Para a sua primeira crónica do ano de 2010, o super-influente colunista do New York Times, David Brooks, escolheu discutir o tema da década que se segue (recomendo vivamente a leitura integral do texto). Segundo ele, os ‘tenies’ serão marcados por um movimento que nasceu em reacção à eleição de Barack Obama para a Casa Branca: o Tea Party Movement.
Como o próprio nome indica, o movimento reclama para as suas origens nada mais, nada menos do que o protesto que marcou o início da cruzada norte-americana pela independência: o Boston Tea Party. No entanto, em comum com os eventos de 1773, o Tea Party Movement contemporâneo tem apenas a essência, não a substância. Ou seja, os Tea Party-goers moderno não se revoltam contra o preço do chá nos supermercados ou nas lojas, mas sim contra a suposta subida dos impostos da administração Obama. Desse modo, o anteriormente objectivo conceito ‘Tea’, transformou-se hoje no slogan T-E-A: ‘Taxed Enough Already’. Para além dos impostos, nas Tea Parties manifesta-se contra o aumento do aparelho de Estado, nomeadamente a reforma do sistema de saúde proposta por Obama; o pacote de estímulo conta a recessão; a político colaboracionista no plano internacional; e o deficit do Governo central norte-americano. As Tea Parties, organizadas através de sites (o mais conhecido Tea Party Express), blogs, contas de Twitter, e grupos no Facebook, ocorrem simultaneamente em várias cidades dos EUA. A mais popular teve lugar no dia 15 de Abril de 2009, planeada para coincidir com o último dia para a entrega das declarações de impostos, e contou com protestos em mais de 750 cidades, e uma alegada adesão de meio milhão de americanos (de acordo com os dados referidos pelo Christian Science Monitor). No dia seguinte, uma sondagem da agência Rasmussen revelou que 51% do povo americano considerava os protestantes ‘favoravelmente.’ E estes valores, note-se, no primeiro ano de actividade do movimento.

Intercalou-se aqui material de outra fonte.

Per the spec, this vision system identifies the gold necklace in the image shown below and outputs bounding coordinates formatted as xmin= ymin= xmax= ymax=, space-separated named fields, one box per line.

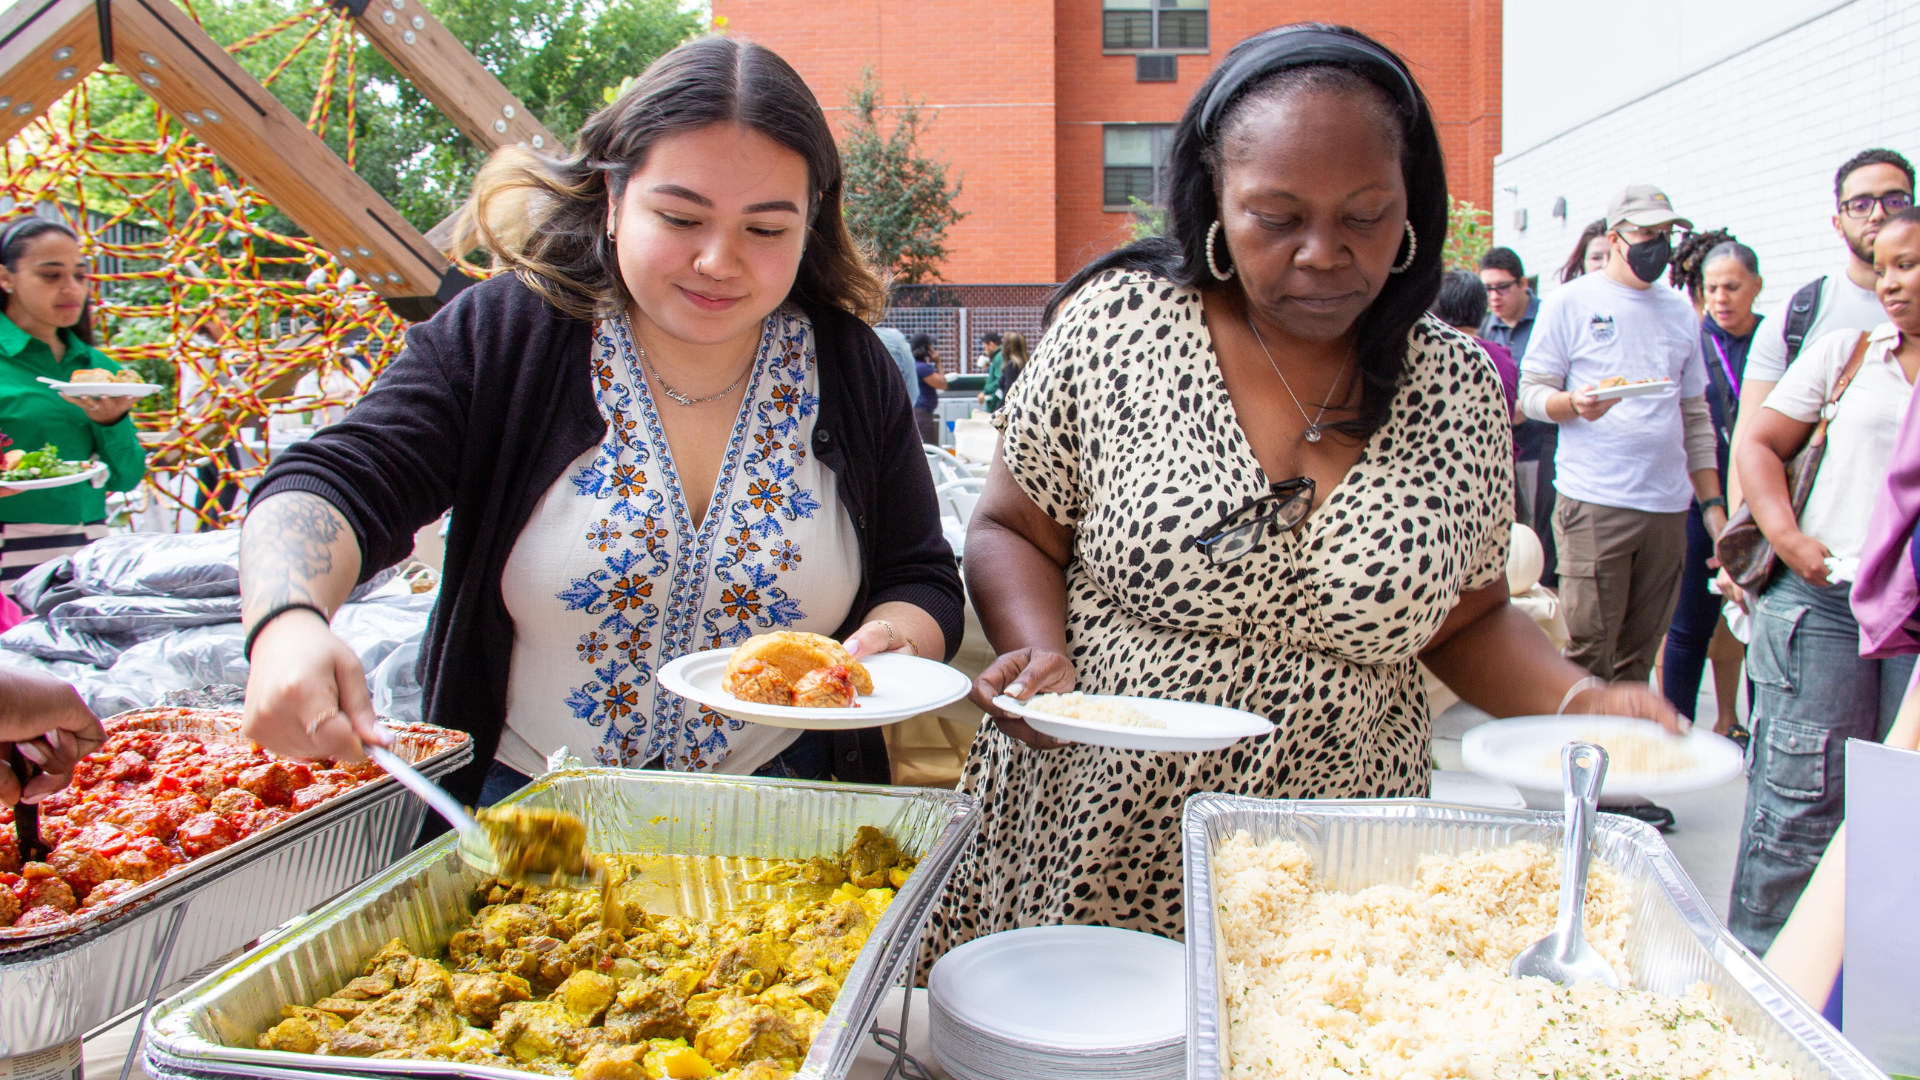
xmin=625 ymin=314 xmax=754 ymax=407
xmin=1246 ymin=315 xmax=1350 ymax=444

Afinal, quem são os participantes destas Tea Parties? Como refere Brooks, as Tea Parties atraem os americanos que abominam qualquer ideia associada com as ‘classes educadas’: o aquecimento global; uma postura internacionalista; o direito ao aborto; a necessidade de controlar a venda de armas; e outras causas afins. No fundo, estamos de volta ao terreno da velha divisão entre o norte e o sul, entre as costas e o centro, entre o redbelt e o bluebelt norte-americano, entre os que se sentiam acalentados por ver as botas texas de Bush sobre a secretária da sala Oval e os que se sentiam repugnados pelas constantes baboseiras proferidas pelo antigo Presidente dos EUA.
O tema foi claramente exposto por um artigo recente da revista New Yorker, em que se escrevia que Sarah Palin era a mais apta candidata do Partido Republicano contra Barack Obama por ser a sua mais perfeita nemesis: uma estrela Republicana contra uma estrela Democrática. No entanto, referia a revista, acrescia a esta simetria o facto do star appeal de Palin assentar na simplicidade da sua postura sobre a vida e a história, à sua aparente falta de ‘worldliness’ contra a erudição e o cosmopolitismo de Obama, antigo aluno da escola mais elitista dos EUA, a Harvard University, e professor na distinta Universidade de Chicago. Perguntava a New Yorker: ‘será talvez uma forma de socialismo desejar que um de nós, simples e ignorante cidadão, ocupe os mais altos cargos do Estado?’ Pois é, para choque e desconsolo de muitos Europeus, existe uma grande parte do povo americano (metade, quase poderíamos afirmar) que espera que os seus líderes sejam, ou pelo menos aparentem ser, tão estúpidos e ignorantes como eles.
Porém, e numa nota final, a ascensão do Tea Party Movement representa um desafio não só para o Partido Democrático, mas também para o Partido Republicano. A verdade é que o próprio partido está dividido entre aqueles que desejam seguir esta via mais radical, e aqueles que pretendiam manter-se num registo mais ponderado – o próprio Brooks, assumidamente Republicano, declara-se preocupado com o movimento. Por todos estes motivos, começam a surgir rumores do aparecimento de uma terceira força política nos EUA. Onde será que já vi este filme?